La première étape pour déterminer la structure d'une molécule consiste à déterminer ses éléments constitutifs atomiques, suivi de la découverte de sa structure bidimensionnelle, qui montre comment chaque atome est connecté les uns aux autres. Alors que certaines liaisons atomiques sont rigides, d'autres peuvent tourner autour d'un joint, permettant à des molécules ayant les mêmes composants et structures bidimensionnelles (2D) d'avoir des formes tridimensionnelles (3D) différentes.
De petites différences de forme peuvent se traduire par de grands changements dans la façon dont les médicaments agissent dans le corps.
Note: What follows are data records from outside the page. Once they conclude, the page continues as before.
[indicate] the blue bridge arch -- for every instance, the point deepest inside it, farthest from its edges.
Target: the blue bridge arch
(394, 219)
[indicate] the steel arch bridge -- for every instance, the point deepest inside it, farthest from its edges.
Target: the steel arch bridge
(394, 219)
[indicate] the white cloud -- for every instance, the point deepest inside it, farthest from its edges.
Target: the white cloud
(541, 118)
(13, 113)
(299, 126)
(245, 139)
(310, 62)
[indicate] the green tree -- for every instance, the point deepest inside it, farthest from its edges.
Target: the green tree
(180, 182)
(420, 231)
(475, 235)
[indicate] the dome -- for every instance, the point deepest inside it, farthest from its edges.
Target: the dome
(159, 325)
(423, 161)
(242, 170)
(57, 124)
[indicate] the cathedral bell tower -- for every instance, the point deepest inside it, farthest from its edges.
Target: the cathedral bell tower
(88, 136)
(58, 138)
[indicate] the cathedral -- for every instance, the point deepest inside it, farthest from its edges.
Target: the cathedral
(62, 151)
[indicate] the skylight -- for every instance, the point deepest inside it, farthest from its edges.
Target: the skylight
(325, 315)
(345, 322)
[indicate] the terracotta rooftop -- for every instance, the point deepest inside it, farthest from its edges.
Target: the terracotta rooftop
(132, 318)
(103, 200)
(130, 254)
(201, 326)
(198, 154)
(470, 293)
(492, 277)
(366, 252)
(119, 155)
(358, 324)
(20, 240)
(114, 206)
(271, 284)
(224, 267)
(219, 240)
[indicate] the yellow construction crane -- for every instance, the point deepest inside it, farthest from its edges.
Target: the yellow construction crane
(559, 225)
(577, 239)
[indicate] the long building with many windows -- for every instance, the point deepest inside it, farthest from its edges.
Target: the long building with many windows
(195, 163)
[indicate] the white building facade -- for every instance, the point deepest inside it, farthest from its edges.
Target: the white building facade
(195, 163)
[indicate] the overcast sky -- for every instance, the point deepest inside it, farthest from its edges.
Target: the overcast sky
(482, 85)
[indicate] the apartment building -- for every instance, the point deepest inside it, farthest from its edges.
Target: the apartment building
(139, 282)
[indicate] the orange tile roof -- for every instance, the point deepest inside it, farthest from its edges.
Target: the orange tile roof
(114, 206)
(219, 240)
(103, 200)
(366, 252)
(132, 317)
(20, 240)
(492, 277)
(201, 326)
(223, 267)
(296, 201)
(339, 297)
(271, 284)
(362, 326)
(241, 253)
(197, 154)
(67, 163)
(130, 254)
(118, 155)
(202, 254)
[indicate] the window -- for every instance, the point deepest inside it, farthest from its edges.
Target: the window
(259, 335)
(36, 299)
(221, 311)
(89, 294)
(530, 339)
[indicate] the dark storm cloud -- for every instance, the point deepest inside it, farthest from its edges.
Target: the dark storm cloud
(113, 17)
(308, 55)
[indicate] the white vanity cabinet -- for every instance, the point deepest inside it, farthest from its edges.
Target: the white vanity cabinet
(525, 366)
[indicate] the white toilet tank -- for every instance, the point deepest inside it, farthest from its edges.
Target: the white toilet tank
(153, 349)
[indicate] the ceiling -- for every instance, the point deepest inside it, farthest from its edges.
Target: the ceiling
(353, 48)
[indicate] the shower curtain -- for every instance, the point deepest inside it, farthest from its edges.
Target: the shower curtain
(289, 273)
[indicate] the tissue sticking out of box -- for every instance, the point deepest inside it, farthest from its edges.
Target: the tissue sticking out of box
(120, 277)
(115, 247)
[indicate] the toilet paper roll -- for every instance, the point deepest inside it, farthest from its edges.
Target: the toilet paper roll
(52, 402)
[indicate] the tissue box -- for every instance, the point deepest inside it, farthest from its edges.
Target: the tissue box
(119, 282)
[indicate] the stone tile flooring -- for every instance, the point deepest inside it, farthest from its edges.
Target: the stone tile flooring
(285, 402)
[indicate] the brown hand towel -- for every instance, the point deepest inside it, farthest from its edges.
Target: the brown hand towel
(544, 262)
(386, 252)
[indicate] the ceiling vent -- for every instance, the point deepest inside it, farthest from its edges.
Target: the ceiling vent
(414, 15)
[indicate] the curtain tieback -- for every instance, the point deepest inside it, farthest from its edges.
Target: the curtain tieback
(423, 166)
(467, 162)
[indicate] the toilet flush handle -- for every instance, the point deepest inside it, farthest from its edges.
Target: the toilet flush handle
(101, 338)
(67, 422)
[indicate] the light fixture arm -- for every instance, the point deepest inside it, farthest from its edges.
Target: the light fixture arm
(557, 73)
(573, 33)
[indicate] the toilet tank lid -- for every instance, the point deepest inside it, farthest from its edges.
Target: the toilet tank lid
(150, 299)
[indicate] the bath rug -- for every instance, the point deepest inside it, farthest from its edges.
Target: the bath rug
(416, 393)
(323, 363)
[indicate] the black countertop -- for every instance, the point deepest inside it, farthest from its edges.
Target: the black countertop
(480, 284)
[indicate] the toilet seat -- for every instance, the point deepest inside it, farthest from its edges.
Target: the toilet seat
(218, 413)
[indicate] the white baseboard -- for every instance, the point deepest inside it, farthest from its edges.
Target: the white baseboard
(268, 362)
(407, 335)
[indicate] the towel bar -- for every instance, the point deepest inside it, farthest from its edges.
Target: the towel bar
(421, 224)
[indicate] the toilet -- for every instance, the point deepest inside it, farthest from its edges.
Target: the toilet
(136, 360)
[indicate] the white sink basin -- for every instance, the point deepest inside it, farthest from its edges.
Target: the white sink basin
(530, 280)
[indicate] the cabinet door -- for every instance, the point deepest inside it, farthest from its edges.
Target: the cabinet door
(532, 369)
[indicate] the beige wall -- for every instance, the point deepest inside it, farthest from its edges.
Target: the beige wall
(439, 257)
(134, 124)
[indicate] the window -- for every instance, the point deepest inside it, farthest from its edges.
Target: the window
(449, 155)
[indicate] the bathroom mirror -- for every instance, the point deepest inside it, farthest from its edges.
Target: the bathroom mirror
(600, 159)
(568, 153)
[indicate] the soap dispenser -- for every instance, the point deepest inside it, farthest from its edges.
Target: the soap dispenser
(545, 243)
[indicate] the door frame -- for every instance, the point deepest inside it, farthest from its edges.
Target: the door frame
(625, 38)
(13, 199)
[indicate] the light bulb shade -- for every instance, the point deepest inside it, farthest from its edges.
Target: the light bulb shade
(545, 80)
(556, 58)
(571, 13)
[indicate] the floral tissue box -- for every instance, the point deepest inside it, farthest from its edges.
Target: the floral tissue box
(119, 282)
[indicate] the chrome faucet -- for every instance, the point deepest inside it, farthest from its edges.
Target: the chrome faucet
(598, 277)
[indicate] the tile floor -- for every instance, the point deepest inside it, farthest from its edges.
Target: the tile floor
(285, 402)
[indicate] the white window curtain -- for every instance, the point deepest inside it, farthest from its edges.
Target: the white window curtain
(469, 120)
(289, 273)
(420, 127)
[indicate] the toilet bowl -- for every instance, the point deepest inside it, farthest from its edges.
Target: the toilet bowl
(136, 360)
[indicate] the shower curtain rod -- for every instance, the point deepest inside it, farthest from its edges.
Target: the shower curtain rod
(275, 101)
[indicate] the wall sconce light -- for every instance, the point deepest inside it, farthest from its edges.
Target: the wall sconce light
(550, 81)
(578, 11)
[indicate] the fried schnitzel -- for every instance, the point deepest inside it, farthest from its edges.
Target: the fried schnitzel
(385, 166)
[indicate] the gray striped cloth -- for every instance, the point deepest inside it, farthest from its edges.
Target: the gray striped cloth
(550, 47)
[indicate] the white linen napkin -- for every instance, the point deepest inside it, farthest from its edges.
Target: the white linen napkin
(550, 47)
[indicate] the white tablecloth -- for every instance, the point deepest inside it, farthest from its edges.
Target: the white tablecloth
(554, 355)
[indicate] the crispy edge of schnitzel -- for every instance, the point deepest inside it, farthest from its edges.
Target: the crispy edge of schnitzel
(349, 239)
Par exemple, la rotation d'un lien dans l'analgésique populaire ibuprofène le rend complètement inactif. De la même manière, l'amidon et la cellulose partagent la même structure 2D mais ont des formes 3D différentes. Cette différence est la raison pour laquelle les humains peuvent digérer les céréales et non le bois.
Gil et Navarro-Vázquez travaillent depuis huit ans pour simplifier le processus de recherche et de tri des formes 3D possibles pour toute structure 2D donnée. Et avec la généralisation et la disponibilité des outils de laboratoire pour collecter des données sur la structure 3D d'une molécule, le moment était venu de développer une méthode pour automatiser et rationaliser le processus.
Les chercheurs ont créé un programme, écrit en langage de programmation Python, qui utilise les informations de couplage dipolaire résiduel (RDC), une mesure de la distance entre les atomes s'étendant des liaisons en rotation. Nourri de données sur une molécule donnée à partir d'expériences RDC, le programme génère des façons possibles que la molécule peut exister en trois dimensions, et choisit l'option la plus probable.
La technique est la plus efficace pour s'attaquer à la structure 3D des molécules organiques de taille petite à moyenne, et relativement rigide, avec des atomes de carbone emballés dans des anneaux plutôt que liés en longs, chaînes pliées. L'équipe a testé son programme sur six de ces molécules, dont la naltrexone, un médicament utilisé pour bloquer les effets des opioïdes, et la strychnine, un pesticide.
D'abord, ils ont déterminé la structure 2D de chaque molécule à l'aide d'un programme d'élucidation de structure assistée par ordinateur (CASE), aidé par une collaboration avec Clemens Anklin, vice-président des applications RMN et de la formation chez Bruker Corporation. Ils ont alimenté cette information, ainsi que les données RDC sur la molécule, dans leur nouveau programme. Dans chaque cas, leur programme a pu sélectionner la structure 3D correcte.
"Vous appuyez sur un bouton, et avec peu ou pas d'intervention humaine, vous passez de la structure 2D à la structure 3D en un seul coup, " dit Gil.
Mais tout aussi important que la vitesse du programme est sa rigueur.
« La quantité de produits naturels qui sont déclarés à tort, où la structure rapportée ne correspond pas à la structure réelle, est vraiment grand, " dit Navarro-Vázquez, professeur de chimie à l'Universidade Federal de Pernambuco au Brésil. Ce programme pourrait être un moyen précieux de vérifier les structures possibles que les chercheurs pourraient autrement manquer, en les aidant à éviter leurs propres préjugés inhérents.
Gil fait remonter sa vision de ce processus à son époque en tant qu'étudiant diplômé et à une conversation avec un mentor il y a 30 ans sur l'idée que les chimistes pourraient un jour mettre une substance dans une machine et voir sa structure en appuyant sur un bouton. Bientôt, il espère, des programmes comme le sien et la création de Navarro-Vázquez intégreront les premières étapes du processus, rapprocher encore plus cette vision de la réalité.
"Nous sommes très proches, " dit Gil. "C'est le rêve de tout chimiste."